30歳で他界(1907-1937)とは同郷の吉田松陰と同じだ。また、詩人として再評価されるまで70年以上かかった同郷の金子みすゞ(1903-1930)とは、同時代人だ。方向はまったく異なるが、二人の大詩人は近くにいたわけだ。

文学館一般に言えるが、生原稿で中也の原稿用紙をみることができる。文字には意外にも癖がない。縦書きの場合、慣れていないと中心線がいい加減になって右や左によろけ文字となるのだが、そんなこともない。

横書きの大学ノートを横にして縦書きで使っていたそうで、それでまっすぐ書けるのだろうか。「ノート小年時」といのがあって、大学ノートの表紙に「小年時」と書かれていて、その復刻版を買ってみた。少年ではなく小年と書く真意は?

二階の窓に面した小空間には、中也の頭部のブロンズ像が置かれている。生前の中也をモデルとして高田博厚氏が制作したオリジナルが大戦中に北京で行方不明となり、高田氏が残された写真を頼りに再度作り直したものである。
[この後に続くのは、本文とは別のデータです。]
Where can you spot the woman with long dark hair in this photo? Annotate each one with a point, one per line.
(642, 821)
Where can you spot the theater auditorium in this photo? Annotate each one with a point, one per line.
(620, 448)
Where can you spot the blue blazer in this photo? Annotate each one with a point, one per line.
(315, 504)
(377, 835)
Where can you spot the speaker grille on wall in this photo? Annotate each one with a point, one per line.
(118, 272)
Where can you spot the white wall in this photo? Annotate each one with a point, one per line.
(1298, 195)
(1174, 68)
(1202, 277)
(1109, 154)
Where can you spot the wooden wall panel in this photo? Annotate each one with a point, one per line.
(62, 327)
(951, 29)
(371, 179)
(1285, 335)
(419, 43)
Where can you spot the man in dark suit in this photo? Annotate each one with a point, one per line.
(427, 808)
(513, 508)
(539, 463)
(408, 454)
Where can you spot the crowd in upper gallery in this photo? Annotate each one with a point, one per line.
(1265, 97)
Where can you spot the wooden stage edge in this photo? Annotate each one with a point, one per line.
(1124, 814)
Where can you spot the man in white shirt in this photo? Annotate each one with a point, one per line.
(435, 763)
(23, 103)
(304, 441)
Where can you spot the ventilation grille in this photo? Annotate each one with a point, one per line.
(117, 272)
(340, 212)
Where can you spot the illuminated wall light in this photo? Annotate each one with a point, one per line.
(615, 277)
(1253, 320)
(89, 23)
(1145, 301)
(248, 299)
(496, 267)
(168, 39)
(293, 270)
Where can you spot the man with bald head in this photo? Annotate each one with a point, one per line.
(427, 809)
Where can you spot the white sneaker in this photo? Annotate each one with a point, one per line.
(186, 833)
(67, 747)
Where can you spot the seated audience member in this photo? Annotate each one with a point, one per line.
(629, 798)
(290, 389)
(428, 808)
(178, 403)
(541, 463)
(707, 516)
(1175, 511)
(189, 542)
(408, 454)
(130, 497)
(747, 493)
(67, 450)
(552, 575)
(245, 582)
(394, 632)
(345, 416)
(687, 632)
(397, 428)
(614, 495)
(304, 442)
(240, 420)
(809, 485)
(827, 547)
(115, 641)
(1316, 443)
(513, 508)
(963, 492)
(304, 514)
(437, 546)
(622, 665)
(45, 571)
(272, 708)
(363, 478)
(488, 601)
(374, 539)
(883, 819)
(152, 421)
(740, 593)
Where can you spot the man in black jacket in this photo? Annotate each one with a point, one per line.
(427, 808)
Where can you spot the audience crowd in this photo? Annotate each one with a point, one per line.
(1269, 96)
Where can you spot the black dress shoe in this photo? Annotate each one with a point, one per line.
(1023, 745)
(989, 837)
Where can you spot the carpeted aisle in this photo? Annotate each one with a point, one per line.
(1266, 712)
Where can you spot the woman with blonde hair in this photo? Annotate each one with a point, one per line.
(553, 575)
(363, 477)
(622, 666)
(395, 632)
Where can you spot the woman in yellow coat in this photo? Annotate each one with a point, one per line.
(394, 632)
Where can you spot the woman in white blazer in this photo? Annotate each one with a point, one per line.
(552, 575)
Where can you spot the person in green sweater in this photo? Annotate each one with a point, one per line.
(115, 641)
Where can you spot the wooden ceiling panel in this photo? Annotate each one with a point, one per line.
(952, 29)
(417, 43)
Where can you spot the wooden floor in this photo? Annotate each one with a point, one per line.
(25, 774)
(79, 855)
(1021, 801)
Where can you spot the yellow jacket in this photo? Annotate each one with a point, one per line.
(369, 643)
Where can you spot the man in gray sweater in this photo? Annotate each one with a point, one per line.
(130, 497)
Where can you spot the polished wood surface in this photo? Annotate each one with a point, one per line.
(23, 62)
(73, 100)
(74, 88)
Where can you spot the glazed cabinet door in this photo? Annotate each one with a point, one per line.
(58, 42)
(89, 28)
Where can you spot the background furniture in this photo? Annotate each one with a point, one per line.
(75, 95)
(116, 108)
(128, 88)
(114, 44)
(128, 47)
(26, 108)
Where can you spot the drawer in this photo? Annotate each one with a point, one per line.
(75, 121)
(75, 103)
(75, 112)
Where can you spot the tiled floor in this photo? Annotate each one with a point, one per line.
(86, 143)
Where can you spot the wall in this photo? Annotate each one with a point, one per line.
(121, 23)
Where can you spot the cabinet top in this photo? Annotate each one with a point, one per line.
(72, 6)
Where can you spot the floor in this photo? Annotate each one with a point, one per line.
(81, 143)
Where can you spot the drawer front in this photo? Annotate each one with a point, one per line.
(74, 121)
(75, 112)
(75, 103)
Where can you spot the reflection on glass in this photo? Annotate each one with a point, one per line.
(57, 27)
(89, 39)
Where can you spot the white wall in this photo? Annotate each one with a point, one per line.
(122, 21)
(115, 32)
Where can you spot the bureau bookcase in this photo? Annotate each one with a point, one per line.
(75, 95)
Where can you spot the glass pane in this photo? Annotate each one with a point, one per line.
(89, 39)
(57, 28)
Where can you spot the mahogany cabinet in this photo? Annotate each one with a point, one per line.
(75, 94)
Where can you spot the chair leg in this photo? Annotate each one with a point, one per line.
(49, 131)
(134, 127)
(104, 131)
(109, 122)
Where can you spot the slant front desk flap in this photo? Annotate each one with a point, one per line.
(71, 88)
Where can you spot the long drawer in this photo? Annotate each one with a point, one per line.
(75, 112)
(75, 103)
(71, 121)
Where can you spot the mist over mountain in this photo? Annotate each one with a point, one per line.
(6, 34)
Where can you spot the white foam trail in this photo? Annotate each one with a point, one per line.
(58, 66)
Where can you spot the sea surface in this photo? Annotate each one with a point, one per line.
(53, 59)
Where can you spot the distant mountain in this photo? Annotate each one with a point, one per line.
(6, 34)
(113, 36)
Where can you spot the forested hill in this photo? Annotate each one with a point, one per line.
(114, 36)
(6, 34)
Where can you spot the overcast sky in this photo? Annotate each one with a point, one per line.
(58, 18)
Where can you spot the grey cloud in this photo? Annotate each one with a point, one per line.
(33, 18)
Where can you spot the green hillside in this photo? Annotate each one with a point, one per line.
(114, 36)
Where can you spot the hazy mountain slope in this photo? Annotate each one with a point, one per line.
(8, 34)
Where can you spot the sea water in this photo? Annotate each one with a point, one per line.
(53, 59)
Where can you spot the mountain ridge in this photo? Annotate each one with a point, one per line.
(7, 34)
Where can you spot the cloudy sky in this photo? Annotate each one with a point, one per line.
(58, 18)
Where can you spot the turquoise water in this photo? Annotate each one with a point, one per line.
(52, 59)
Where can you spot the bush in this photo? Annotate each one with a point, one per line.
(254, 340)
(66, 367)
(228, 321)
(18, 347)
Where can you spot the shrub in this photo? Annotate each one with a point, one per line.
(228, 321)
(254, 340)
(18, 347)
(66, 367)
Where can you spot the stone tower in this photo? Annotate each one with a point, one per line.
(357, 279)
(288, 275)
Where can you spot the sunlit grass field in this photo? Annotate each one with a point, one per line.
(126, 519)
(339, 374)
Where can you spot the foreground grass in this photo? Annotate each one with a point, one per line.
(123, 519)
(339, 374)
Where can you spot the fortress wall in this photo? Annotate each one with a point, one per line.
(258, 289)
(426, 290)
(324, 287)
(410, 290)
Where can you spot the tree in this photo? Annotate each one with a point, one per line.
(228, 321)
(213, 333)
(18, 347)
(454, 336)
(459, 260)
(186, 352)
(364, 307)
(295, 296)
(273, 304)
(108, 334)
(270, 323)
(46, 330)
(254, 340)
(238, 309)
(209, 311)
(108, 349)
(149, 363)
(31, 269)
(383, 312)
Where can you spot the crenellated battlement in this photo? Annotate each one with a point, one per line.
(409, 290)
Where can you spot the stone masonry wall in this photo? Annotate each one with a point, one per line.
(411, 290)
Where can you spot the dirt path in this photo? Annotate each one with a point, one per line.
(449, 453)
二度目なので少しはうまく作れたということだそうだ。

この表現豊かなブロンズ像だが、実は窓際なので外から超望遠レンズでとらえることができるが、それよりも実物がほしくなってきた。

実は、このブロンズ像のレプリカはいくつか存在するわけだ。

nakahara


毎年、優秀な詩集に対して選出される『中原中也賞』というのがあって、副賞は100万円だが、中也賞そのものの賞品は、中也ブロンズのレプリカなのだ。

さっそく、詩作に取り組む。

書く気になれば大量生産可能なのだが、そういうものではないのだろう。